Wie kommt es zu einer Sklerodermie?

Die Sklerodermie gehört zu den Au­toimmunerkrankungen. Die Ursachen sind bisher nicht bekannt. Genetische Veranlagung, eine Dysregulation des Immunsystems, eine Störung des Binde­gewebsstoffwechsels, Veränderungen der Gefäße sowie Umweltfaktoren spie­len bei der Entstehung eine Rolle.

Wie äußert sich die zirkumskripte Sklerodermie (= Morphea)?

Die Erkrankung äußert sich durch Ver­änderungen der Haut sowie hautnaher Strukturen wie Fettgewebe und Musku­latur. Es kommt zu Verhärtungen und Schrumpfungen der Haut. Diese können umschrieben rund/oval sein oder linear bandförmig (z.B. entlang des gesamten Armes) verlaufen oder auch generali­siert auftreten und dann fast die gesamte Körperoberfläche betreffen. Die durch­schnittliche Krankheitsdauer beträgt zwei bis fünf Jahre; allerdings sind auch längere Verläufe möglich.

Was versteht man unter einer systemischen Sklerose?

Hierbei handelt es sich um eine chro­nisch-entzündliche Erkrankung, die die Gefäße, das Bindegewebe der Haut so­wie die inneren Organe befallen kann. Das Ausmaß der Entzündung ist von Pa­tient zu Patient verschieden.

Wie wird die Sklerodermie diagnostiziert?

Die Krankengeschichte, das klinische Bild und die Symptome liefern die ers­ten wichtigen Hinweise für die Diagno­se. Die Entnahme einer Hautbiopsie zur histologischen Analyse sowie laborche­mische Untersuchungen sind zentrale Bausteine für die Diagnostik. Mithilfe Letzterer können bestimmte Antikörper nachgewiesen werden. So finden sich bei den meisten Patienten mit systemi­scher Sklerose im Blut antinukleäre An­tikörper (Antikörper, die sich gegen körpereigene Zellen richten).
Bei Verdacht auf eine systemische Sklerose werden weitere Untersuchungen, wie Kapillarmikroskopie, Speiseröhren­druckmessung (Manometrie), Magen­spiegelung (Gastroskopie), Lungenfunktionsuntersuchung (Spirometrie), Herzultraschalluntersuchung (Echokardiografie) und Computertomografie, durch­geführt, um das Ausmaß der Organbeteiligung zu bestimmen.
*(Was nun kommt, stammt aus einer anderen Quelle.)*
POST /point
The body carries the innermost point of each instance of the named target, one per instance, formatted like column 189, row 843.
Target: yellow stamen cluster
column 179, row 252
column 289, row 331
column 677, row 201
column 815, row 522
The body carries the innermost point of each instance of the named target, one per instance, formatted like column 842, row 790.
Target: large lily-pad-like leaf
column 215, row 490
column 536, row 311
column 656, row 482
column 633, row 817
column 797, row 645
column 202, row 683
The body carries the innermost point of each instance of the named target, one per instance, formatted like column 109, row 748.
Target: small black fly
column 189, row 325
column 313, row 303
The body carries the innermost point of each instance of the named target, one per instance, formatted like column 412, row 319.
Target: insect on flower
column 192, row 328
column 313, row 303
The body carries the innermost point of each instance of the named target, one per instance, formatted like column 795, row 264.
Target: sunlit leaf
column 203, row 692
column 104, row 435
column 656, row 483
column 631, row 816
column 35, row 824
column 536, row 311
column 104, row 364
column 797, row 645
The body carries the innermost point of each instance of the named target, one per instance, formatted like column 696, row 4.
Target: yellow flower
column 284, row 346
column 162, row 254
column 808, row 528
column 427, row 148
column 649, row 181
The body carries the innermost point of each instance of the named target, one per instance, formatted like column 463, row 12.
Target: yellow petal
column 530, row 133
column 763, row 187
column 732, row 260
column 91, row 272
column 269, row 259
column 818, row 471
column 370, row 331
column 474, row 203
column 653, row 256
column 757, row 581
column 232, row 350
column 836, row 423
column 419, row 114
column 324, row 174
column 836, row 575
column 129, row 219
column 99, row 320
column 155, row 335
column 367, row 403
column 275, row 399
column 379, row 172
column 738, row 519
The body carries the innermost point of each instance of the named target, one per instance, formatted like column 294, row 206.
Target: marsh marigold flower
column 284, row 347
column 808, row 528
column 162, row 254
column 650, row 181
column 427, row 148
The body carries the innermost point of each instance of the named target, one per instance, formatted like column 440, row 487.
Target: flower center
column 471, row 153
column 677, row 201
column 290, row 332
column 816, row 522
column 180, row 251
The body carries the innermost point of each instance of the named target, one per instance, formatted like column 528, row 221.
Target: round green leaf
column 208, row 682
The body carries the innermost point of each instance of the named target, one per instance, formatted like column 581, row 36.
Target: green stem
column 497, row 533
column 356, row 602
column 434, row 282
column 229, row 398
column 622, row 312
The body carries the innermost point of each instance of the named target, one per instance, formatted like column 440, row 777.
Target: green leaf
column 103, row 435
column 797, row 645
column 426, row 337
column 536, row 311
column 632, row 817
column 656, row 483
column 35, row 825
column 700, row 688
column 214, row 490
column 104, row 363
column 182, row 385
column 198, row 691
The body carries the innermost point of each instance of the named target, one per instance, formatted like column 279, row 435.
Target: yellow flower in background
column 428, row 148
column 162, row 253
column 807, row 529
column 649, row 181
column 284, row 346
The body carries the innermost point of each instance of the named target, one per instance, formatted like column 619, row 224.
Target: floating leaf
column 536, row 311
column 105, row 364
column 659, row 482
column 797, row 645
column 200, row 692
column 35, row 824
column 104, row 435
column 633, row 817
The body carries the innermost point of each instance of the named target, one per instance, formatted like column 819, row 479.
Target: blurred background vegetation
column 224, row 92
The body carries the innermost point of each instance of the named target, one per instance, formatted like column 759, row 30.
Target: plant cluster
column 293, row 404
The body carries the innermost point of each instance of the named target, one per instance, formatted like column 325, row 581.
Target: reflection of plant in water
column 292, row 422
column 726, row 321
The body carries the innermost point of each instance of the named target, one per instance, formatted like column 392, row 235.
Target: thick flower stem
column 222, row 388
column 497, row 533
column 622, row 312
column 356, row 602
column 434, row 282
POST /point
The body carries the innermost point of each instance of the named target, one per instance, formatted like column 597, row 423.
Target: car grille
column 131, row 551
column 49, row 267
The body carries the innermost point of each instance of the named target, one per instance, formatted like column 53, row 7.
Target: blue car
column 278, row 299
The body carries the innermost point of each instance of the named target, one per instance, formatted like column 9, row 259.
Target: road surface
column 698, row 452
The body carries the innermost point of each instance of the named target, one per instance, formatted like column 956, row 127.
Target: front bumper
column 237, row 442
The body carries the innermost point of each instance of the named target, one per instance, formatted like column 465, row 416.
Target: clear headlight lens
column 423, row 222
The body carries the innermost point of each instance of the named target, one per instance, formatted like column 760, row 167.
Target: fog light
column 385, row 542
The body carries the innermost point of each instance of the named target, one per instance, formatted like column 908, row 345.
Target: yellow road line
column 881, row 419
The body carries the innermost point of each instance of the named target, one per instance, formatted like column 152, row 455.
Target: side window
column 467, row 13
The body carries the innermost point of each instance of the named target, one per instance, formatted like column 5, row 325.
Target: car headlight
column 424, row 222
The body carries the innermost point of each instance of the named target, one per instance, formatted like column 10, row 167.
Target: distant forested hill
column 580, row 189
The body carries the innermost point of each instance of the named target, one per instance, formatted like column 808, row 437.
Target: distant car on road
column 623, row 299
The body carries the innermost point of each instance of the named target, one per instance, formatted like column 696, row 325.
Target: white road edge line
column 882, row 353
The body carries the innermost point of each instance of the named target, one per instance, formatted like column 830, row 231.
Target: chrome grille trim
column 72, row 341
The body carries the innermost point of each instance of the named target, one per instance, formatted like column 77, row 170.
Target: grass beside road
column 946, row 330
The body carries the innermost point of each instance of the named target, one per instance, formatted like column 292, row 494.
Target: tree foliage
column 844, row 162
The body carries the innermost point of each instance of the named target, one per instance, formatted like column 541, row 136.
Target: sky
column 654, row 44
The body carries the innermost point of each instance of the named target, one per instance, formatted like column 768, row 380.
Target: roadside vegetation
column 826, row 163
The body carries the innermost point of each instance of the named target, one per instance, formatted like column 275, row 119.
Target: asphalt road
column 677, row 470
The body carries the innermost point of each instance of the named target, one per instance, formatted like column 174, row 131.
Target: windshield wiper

Welche Therapiemöglichkeiten gibt es?

Da die Ursache noch nicht bekannt ist, können bislang nur die Symptome be­handelt werden. Die zirkumskripte Sklerodermie (= Morphea) wird mit Salben mit dem Wirkstoff Kortison oder Calcineurininhibitoren, die beide entzündungshemmend wirken, oder auch mit Be­strahlungstherapie (UV-A-Strahlen) behandelt. Bei schwerem Haut- und/ oder muskuloskelettalem Befall im Rahmen der zirkumskripten Skleroder­mie kommen auch Methotrexat und systemische Kortisonpräparate (Gluko­kortikoide) zum Einsatz. Beide wirken entzündungshemmend und sollen der Vermehrung des Bindegewebes entge­genwirken.
Die Therapie der systemischen Sklero­se benötigt einen interdisziplinären An­satz, da auch innere Organe betroffen sein können. Die jeweiligen Symptome (Raynaud-Symptomatik, Hautsklerose, Gelenkschmerzen, Lungenhochdruck usw.) bestimmen die Wahl der Thera­pie, welche individuell auf den Patien­ten abgestimmt werden muss.